Human-Powered Helicopter Motors Toward New Frontier

Bill Weir, C. Michael Kim, David Miller, Justin Bare & Brad Marxer
This Could Be Big

Getting a helicopter 3 meters off the ground for 1 minute doesn't seem like much of an achievement, but doing it without the power of a motorized engine has stumped engineers for the entirety of human history.

Since 1980, there has been a bounty on the table in the form of the Sikorksy Challenge - which states that any group able to build a human powered helicopter that can meet those criteria, all without leaving a 10-meter by 10-meter area, will be awarded a prize of $250,000 and the universal admiration of fellow engineers. A few teams came close in the 80's and 90's, but no group has claimed the prize. That may be changing soon.

A team of 75 students from the University of Maryland have built a of carbon fiber helicopter that is inching its way towards that record, and it is called the Gamera - whimsically named after the flying turtle from old Japanese monster movies and a play on the university's mascot, the Terrapin.

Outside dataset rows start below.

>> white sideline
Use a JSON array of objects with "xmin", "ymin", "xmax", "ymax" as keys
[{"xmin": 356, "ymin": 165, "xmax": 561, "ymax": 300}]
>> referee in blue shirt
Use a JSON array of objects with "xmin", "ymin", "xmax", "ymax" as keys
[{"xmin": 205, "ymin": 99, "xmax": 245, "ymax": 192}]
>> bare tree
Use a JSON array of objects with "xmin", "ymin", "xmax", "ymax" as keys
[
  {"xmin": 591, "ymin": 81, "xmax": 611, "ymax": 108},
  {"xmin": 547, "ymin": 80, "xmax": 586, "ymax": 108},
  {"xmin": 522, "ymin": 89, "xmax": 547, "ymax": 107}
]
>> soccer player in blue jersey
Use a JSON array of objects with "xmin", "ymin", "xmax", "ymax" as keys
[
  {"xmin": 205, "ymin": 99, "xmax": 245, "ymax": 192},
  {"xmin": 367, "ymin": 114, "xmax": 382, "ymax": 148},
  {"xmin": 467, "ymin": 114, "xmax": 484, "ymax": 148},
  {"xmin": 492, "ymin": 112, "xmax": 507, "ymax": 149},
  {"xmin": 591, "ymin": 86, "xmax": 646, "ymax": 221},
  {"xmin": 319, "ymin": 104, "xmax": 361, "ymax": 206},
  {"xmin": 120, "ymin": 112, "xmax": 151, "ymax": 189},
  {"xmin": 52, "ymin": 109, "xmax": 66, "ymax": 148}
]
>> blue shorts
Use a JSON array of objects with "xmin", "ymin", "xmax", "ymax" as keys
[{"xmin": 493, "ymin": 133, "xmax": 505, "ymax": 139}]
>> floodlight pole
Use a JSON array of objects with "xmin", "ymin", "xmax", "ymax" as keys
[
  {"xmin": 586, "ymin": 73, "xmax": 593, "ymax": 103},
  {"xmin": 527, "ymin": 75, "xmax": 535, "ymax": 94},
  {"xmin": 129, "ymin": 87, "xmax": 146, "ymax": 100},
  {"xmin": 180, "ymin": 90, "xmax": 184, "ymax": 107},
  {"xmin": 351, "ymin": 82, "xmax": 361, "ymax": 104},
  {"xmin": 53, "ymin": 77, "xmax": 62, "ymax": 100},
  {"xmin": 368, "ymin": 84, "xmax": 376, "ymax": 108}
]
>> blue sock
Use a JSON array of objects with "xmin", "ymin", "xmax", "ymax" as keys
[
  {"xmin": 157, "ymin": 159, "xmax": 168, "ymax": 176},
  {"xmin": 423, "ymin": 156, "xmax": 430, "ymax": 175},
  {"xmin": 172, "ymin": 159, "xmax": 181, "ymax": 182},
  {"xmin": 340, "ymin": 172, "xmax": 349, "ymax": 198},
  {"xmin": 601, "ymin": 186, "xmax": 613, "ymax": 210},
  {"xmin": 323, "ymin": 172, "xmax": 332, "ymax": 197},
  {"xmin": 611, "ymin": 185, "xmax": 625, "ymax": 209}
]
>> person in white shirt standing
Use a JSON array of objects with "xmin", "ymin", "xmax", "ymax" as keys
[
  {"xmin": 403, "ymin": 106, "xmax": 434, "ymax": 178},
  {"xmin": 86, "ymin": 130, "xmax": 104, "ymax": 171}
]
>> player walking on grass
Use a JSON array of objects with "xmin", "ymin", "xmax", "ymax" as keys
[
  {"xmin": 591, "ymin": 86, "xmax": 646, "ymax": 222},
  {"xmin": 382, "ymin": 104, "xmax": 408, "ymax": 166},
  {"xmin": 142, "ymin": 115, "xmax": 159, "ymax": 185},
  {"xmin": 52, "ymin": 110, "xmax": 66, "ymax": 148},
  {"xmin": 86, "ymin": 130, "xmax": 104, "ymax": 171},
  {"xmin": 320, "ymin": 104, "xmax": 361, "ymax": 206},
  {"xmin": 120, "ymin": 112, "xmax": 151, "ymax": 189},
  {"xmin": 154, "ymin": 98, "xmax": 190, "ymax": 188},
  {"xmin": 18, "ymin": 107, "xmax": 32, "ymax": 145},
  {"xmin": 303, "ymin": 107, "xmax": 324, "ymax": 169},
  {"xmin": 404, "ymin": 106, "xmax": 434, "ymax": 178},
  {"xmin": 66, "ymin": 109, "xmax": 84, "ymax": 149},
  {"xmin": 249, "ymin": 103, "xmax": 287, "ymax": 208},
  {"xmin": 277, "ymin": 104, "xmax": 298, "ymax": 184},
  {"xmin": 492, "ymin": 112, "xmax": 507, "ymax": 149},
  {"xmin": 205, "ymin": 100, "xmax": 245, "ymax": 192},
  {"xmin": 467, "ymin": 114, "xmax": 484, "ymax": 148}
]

It's powered by the ½ horsepower "Meat-Motor" (as the pilots call themselves) of a few other specially selected strong and lightweight pilots from the school. While they've crashed several times, requiring enough super-glue to warrant corporate sponsorship, on one flight the Gamera was able to meet the 1 minute mark within the 10-meter range and on another flight they nearly reached the 3 meter height requirement. It's too bad they can't glue those stats together.